Elle a des difficultés qui sont connues depuis longtemps. Quand l'Union africaine (UA) a succédé à l'Organisation de l'unité africaine (OUA) en 2002, il y avait énormément d'ambition dans le mandat qu'elle s'est donnée et les institutions qu'elle a souhaitées mettre en place. Mais on s'est très vite aperçu de la distance entre les ambitions affichées et les moyens dont l'organisation disposait, notamment la volonté politique de ses membres et ses ressources financières.
L'Union africaine est un rassemblement d'Etats et on ne peut pas imaginer l'efficacité d'une organisation comme celle-là, indépendamment de celle de ses membres. Cependant, il faut admettre que l'UA est allée beacoup plus loin que l'OUA dans sa volonté d'intégration, de se saisir de toutes les questions les plus importantes pour le continent. A commencer par la paix et la sécurité. Aujourd'hui, elle essaie de faire des réformes institutionnelles afin d'être de plus en plus pertinente dans son action et de plus en plus indépendante financièrement.
L'Union africaine, voulue au lendemain des indépendances et conçue sur le modèle de l'Union européenne, est-elle une véritable union?
Une union ne se décrète pas. Comme en témoigne l'Union européenne, elle se construit ! Le terme «Union africaine», au regard même de la taille du continent, traduit plus un espoir, un horizon qu'une réalité. Plusieurs visions émergent d'ailleurs autour de cette construction. Certains pensent qu'il faut aller vers une Union africaine très politique, en d'autres termes vers les Etats-Unis d'Afrique.

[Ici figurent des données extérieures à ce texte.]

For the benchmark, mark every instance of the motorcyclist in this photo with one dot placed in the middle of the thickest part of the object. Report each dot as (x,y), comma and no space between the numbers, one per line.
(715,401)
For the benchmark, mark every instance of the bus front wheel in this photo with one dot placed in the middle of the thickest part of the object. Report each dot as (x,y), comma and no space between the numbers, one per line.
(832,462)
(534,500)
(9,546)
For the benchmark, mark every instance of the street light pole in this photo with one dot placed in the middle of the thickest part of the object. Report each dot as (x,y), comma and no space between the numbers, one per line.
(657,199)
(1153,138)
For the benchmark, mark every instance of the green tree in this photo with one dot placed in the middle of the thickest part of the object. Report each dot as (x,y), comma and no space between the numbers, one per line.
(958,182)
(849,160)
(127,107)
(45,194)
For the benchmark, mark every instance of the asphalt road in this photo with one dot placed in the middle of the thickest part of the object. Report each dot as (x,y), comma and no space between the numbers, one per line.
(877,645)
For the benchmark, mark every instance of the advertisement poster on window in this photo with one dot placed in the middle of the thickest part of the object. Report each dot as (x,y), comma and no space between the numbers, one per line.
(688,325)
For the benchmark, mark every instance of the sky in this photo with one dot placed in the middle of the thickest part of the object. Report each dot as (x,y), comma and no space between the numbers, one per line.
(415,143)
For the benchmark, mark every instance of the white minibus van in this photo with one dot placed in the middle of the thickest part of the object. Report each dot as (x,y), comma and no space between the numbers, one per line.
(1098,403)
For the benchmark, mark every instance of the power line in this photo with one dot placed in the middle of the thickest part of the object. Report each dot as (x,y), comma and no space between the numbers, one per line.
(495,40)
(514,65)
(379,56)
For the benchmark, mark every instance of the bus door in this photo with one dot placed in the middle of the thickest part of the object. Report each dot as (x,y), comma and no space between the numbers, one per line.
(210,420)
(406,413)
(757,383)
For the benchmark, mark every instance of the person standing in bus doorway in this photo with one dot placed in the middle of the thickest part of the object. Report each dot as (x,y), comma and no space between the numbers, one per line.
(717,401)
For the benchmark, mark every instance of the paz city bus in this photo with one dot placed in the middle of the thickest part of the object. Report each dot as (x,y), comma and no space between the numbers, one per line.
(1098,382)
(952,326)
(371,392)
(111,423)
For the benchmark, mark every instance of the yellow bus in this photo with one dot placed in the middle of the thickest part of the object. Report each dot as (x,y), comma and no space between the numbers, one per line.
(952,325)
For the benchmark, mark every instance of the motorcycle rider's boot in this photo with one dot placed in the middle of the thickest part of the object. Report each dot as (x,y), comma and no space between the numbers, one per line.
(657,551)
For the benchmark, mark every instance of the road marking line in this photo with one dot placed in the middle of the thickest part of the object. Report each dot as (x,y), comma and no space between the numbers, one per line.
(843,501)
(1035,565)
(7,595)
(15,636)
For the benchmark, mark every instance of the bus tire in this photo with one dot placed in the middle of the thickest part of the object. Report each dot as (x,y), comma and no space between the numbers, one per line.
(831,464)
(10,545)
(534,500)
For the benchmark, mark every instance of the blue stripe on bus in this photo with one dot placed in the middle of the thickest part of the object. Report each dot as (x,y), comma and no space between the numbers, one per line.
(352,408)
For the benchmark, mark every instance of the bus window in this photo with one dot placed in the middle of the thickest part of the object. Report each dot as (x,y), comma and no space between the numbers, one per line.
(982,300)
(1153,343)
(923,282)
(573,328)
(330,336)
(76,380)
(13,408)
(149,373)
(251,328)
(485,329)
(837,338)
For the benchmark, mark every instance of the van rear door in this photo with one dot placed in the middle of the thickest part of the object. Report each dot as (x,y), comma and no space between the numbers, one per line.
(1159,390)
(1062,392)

D'autres estiment qu'il faut être beaucoup plus réaliste et construire une Union africaine qui s'appuierait sur la force des organisations sous-régionales. Entre ces deux modèles, il y a une hésitation qui est préjudiciable à l'organisation.
Quels sont les principaux défis que l'UA doit désormais relever?
Ils sont nombreux mais ils ne peuvent être envisagés qu'à l'aune de ceux qui s'imposent à chacun des pays membres. La grande difficulté de l'Union africaine, c'est l'absence de pays moteurs qui soient, entre autres, exemplaires au niveau politique et économique. Il y a, de nouveau, beaucoup d'instabilité politique en Afrique.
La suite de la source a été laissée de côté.